Throughout the early forties, Nehru visited other Nationalist states as the Congress representative. He returned from China just before the World War II. The World War II brought in new problems for the Indian National Congress. Bose and his followers were willing to cooperate with the Axis forces in order to create pressure on the British officials, a move that Nehru summarily disapproved of. In the mean time, the Second Round Table Conference failed, and the Quit Quit India Movement was launched. Nehru was imprisoned once more. He was released in 1945 after the end of the War. Soon he started to work relentlessly towards forming the INA and preparing India for the hour of Independence. The end of the war brought the new Labor government in Britain, and the long held dream of Indian independence did not seem very far from then on.
The Indian Independence and the INC: The new government was willing to provide self dominion to India. With Nehru as the Congress president, negotiations were being worked out between the British government and the Congress Party, which was by then elected to be the single most popular party in India. However, the British were willing to play the waiting game and see the outcome of the elections. Moreover, a common ground between the Indian National Congress and the Muslim League was yet to be reached. Nehru tried his best to work out a solution through talks with Jinnah. The talks, expectedly failed. There was an absolute deadlock between the parties, and Partition seemed to be the only way for India to finally attain freedom.
The Indian Independence finally came in the year 1947; although the conditions of the much awaited freedom were far from what was expected. For Nehru as the President of the Indian national Congress, it was a bitter-sweet moment of truth. As the President of Congress, Nehru was the automatic choice as the first Prime Minister of Independent India. On 15th August, 1947 Nehru gave his famous 'Tryst with Destiny' speech from the Red Fort. However, it was hardly the end of his troubles. Mahatma Gandhi was murdered soon after and Patel died in 1950. Nehru was vested with the duty of steadying the rocking boat of the tottering economy of a newly emergent nation. This started the second phase of Nehru's work within the folds of the Indian National Congress, the post Independence phase.

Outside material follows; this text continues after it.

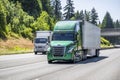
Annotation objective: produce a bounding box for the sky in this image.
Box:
[61,0,120,21]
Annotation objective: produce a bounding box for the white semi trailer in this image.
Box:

Nehru's imposing internationalism somehow helped to soothe the problems back home. In fact, problems as mounting as the division of the provinces on linguistic lines and the Kashmir debate were also taken care of by Nehru's formidable success in foreign policies. It was with his stature, that Nehru managed to forge together the various warring forces within the Congress. However, Nehru himself was well aware of the decadence that has infested the party ranks and is known to have warned his party members after the Congress victory of 1957.
Nehru's commitment to the Congress party was life-long, and he is still considered to be one of the greatest Congressmen. However, the greatness of Nehru remains in the fact, that he successfully transcended his Congress identity to become a major international political figure.